Production-Grade AI Media & Video Processing Skill • 100% Standard Library Python • Native Model Context Protocol (MCP)
🌐 GenPark MCP Hub Showcase • 📦 GenPark Official Website • 📖 Documentation
genpark-shortform-hook-retention-scorer-skill is a deterministic, zero-dependency Python skill engineered for autonomous shortform video editing, audio silence pacing, generative canvas tiling, and viral hook optimization.
Executive Capability: First-3-second shortform video hook retention scorer (Submagic / Opus Clip)
- 🐍 Zero External
pipDependencies: Runs instantaneously on standard Python 3.9+ with zero environment bloat. - 🔌 Native Model Context Protocol (MCP): Seamlessly integrates into Claude Desktop, Cursor IDE, CapCut bot automations, and viral video agent pipelines.
- 🎯 Deterministic & Reliable: 100% predictable input/output contracts with full JSON Schema validation.
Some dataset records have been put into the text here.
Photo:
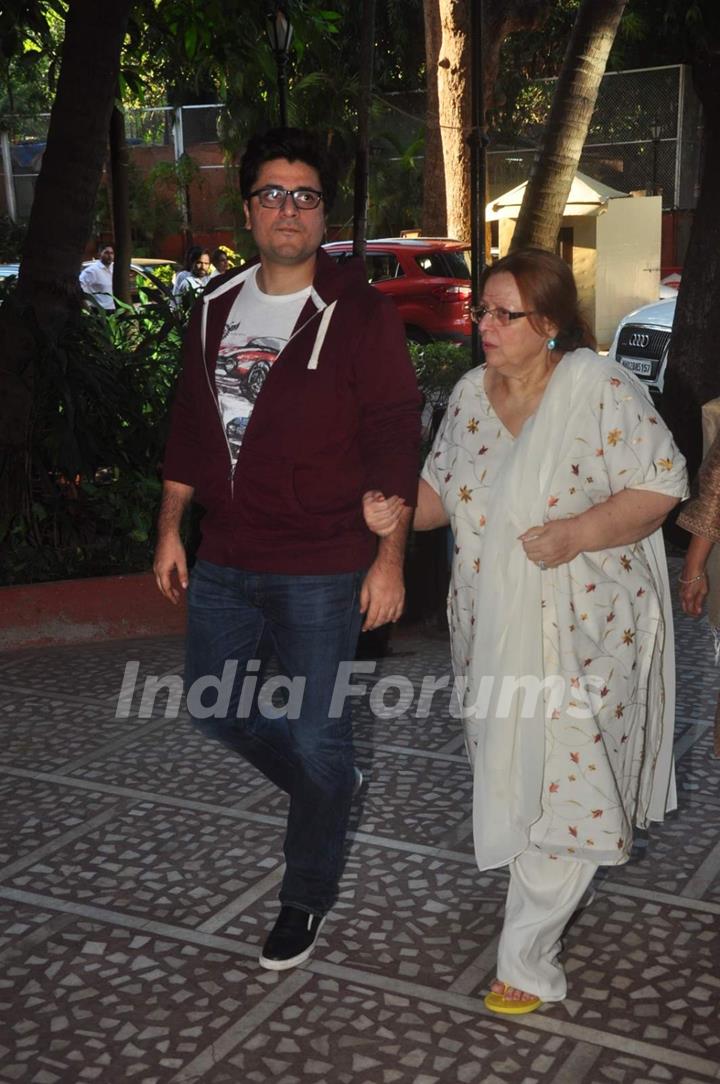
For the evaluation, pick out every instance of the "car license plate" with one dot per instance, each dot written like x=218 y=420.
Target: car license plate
x=639 y=368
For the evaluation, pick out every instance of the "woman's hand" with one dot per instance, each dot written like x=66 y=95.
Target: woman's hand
x=382 y=514
x=693 y=590
x=555 y=543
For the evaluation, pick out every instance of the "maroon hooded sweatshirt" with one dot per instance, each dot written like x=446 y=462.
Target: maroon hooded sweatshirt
x=338 y=414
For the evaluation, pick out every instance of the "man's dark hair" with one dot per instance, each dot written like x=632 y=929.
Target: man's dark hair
x=296 y=144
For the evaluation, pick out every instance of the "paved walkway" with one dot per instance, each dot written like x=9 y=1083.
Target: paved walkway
x=139 y=867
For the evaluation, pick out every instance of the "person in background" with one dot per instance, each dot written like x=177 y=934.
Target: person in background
x=219 y=261
x=296 y=392
x=97 y=279
x=555 y=473
x=195 y=274
x=699 y=580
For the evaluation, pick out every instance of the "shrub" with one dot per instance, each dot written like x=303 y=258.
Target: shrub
x=99 y=430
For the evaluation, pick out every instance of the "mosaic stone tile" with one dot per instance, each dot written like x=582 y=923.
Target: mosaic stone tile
x=666 y=859
x=43 y=733
x=646 y=971
x=85 y=999
x=97 y=1003
x=697 y=770
x=34 y=814
x=414 y=799
x=418 y=918
x=178 y=761
x=165 y=864
x=92 y=670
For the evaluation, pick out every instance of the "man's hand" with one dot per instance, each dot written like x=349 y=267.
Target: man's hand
x=382 y=514
x=169 y=558
x=382 y=595
x=169 y=552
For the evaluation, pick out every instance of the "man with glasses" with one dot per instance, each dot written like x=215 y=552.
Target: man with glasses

- 🚀 Low Latency: Sub-millisecond execution overhead tailored for high-concurrency batch media processing.
graph LR
User([🎬 Video Creator / Media Swarm]) -->|Audio/Video Telemetry & Transcript| MCP[⚡ MCP Server / Protocol]
MCP --> Client[🛠️ Media Processing Kernel]
Client --> Engine[🧠 Pacing & Reframing Pipeline]
Engine --> Cuts[✂️ Precise Cut-Lists & Telemetry Dossier]
Cuts --> User
python example_usage.pyfrom client import ShortformHookRetentionScorerClient
client = ShortformHookRetentionScorerClient()
result = client.score_video_hook()
print(result)Connect this skill to Claude Desktop, Cursor, or any MCP-compliant client:
{
"mcpServers": {
"genpark-shortform-hook-retention-scorer-skill": {
"command": "python",
"args": ["/path/to/genpark-shortform-hook-retention-scorer-skill/mcp_server.py"]
}
}
}| Parameter | Type | Required | Description |
|---|---|---|---|
query_payload |
string / dict |
Yes | Primary input parameter parsed and executed deterministically |
output_format |
json / dict |
Yes | Standardized response schema containing execution telemetry |
GenPark AI Agent Skills are engineered with zero external dependencies using pure Python standard library code. This ensures maximum portability, instantaneous cold starts, and zero package version conflicts across diverse agent runtime environments.
Explore the comprehensive directory of 1,200+ open-source, production-ready AI Agent skills at the GenPark AI MCP Hub and learn more about multimedia AI tools at GenPark AI.
Run python mcp_server.py --test to verify MCP protocol discovery and tool schema negotiation.